Lo que te sucede es muy común: las personas tenemos miedos –la mayor parte irracionales– que nos limitan en nuestra vida. Mucha gente llega a la vejez arrepentida por no haber hecho esto o lo otro, porque no se atrevió en su día.

La psicología cognitiva –la que yo practico– nos enseña que las “emociones” son producto de nuestros “pensamientos”. Si tienes miedos es porque te dices a ti misma algo del tipo: “Quizá en el extranjero, yo sola, me sienta mal”; o “Si dejo mi trabajo de bibliotecaria puedo verme en grandes problemas después”… Lo que tienes que hacer es corregir ese diálogo interno.

La forma de hacerlo es siempre la siguiente: dedica media hora todos los días a debatir contigo misma acerca de esos miedos.
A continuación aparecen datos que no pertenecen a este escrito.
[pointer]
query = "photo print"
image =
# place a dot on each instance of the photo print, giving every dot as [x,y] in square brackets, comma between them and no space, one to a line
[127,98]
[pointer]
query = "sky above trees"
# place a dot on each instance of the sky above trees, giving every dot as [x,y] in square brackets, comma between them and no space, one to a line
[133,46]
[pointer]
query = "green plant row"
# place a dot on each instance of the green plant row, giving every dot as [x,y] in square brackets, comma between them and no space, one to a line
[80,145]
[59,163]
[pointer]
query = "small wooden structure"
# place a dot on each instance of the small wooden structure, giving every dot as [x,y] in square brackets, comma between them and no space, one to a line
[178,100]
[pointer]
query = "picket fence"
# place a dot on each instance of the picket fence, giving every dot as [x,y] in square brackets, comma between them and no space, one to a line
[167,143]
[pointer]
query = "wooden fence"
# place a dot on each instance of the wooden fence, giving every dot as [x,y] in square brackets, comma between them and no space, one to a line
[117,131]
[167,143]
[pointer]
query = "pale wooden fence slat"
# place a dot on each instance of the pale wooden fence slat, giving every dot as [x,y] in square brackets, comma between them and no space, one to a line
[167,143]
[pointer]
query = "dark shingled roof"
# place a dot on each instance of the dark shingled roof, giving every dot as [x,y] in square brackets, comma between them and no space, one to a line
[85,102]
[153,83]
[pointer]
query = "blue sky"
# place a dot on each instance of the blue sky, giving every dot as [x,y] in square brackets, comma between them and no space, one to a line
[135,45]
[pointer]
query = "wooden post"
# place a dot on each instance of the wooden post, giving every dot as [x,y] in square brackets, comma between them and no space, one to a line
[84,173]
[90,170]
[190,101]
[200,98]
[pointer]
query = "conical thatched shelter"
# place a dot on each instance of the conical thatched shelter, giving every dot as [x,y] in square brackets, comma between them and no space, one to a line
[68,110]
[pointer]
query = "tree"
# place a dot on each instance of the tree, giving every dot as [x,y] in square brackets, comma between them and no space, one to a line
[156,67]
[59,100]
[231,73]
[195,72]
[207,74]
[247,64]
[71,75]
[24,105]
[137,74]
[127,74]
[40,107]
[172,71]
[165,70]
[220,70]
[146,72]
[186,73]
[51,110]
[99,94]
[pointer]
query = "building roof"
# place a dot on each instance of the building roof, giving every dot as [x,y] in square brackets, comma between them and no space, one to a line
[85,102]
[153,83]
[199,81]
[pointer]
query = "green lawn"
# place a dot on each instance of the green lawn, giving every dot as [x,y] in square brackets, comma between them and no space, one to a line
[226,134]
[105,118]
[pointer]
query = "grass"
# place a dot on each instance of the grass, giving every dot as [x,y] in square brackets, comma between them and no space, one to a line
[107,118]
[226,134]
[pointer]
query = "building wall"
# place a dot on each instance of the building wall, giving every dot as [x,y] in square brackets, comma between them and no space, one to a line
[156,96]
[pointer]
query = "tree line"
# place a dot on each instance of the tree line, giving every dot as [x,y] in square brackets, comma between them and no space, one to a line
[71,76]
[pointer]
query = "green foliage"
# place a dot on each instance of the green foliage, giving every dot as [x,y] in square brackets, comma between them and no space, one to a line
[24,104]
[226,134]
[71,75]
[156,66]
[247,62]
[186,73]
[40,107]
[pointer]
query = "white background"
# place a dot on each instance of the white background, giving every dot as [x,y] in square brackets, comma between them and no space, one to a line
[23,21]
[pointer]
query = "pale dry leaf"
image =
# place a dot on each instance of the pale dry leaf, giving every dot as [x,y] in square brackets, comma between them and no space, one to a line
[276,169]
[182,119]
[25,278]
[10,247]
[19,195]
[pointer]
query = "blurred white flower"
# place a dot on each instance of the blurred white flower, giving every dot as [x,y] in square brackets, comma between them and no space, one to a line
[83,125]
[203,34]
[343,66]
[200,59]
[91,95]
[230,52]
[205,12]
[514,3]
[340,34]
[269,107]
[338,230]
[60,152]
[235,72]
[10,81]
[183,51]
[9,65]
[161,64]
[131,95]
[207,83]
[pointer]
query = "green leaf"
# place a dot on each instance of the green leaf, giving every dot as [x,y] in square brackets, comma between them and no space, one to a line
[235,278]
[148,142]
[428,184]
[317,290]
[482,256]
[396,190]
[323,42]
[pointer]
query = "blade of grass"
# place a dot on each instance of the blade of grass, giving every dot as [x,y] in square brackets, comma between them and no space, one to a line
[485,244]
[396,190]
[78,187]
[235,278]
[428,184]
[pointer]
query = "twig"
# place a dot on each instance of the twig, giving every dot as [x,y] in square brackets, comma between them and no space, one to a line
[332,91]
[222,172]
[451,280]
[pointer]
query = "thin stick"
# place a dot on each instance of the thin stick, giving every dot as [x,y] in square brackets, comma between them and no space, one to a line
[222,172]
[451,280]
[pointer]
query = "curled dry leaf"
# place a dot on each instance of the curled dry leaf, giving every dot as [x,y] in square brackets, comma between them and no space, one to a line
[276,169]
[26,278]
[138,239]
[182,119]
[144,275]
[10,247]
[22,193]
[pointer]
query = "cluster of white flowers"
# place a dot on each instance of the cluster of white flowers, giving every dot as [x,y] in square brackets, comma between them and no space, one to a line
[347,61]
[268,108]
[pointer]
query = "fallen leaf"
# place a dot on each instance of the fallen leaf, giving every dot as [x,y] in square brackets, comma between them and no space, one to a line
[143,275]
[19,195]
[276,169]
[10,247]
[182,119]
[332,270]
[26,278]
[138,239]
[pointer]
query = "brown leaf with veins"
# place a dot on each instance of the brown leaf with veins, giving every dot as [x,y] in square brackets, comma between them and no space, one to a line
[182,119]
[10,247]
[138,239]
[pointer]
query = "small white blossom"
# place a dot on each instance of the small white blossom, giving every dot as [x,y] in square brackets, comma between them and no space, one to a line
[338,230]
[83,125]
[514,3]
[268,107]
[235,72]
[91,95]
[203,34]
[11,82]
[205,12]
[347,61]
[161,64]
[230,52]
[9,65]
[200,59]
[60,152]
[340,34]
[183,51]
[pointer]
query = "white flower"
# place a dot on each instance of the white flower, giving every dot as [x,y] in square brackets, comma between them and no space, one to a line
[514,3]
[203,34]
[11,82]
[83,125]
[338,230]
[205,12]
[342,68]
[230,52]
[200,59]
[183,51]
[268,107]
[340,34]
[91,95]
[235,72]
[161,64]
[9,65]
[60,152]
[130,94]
Acumula todos los argumentos posibles para convencerte de que no hay nada que temer. Ya verás cómo los miedos ceden hasta desaparecer.

Yo te daré ahora algunos de esos argumentos racionales. Para empezar, hay una máxima de la psicología cognitiva que dice: “Todos podemos ser felices en cualquier lugar”. ¡Por supuesto! Te tienes que preguntar: “En Australia, Japón… o donde sea… ¿yo podré hacer cosas positivas por mí y por los demás?”. Haz una lista de todas las posibilidades. Fíjate en que a medida que las hagas serás feliz.

Mi caso

Yo tuve la suerte de estudiar en Inglaterra durante un año, mientras cursaba Psicología. Y fue uno de los periodos más felices de mi vida. Vivía en un campus maravilloso, lleno de campos verdes, lagos, estudiantes de todas las nacionalidades. Era súper divertido y emocionante. Pero conocí a algún compañero español que no estaba a gusto. En realidad, se quejaba de no poder ver los domingos a su equipo de fútbol, de no comer paella o cosas así. ¡Señor, qué tontería! Allí, en Inglaterra, podíamos ver rugby, comer comida india y otros mil millones de cosas nuevas y alucinantes.

Y es que a las personas frecuentemente nos da por quejarnos estúpidamente de lo que no tenemos y, entonces, dejamos de ver las maravillosas oportunidades que sí tenemos.

¡Yo me digo a mí mismo que yo seré feliz en todas partes! En China, Alaska o la Luna, si allí fuera… Porque en todas partes hay cosas valiosas para hacer, y yo me voy a concentrar en ellas y a olvidarme de lo que no tengo. Esa es una de las claves de la fortaleza.

Una última cosa, Rosa. Yo no siempre he pensado así. Cuando tenía tu edad también tenía miedos como los tuyos, pero los he superado gracias a este tipo de pensamiento racional. Pero tienes que “comerte el coco”, darle caña, dedicar todos los días media hora o una hora a la reflexión que hemos visto. Con este argumento que yo te he dado y todos los que se te ocurran.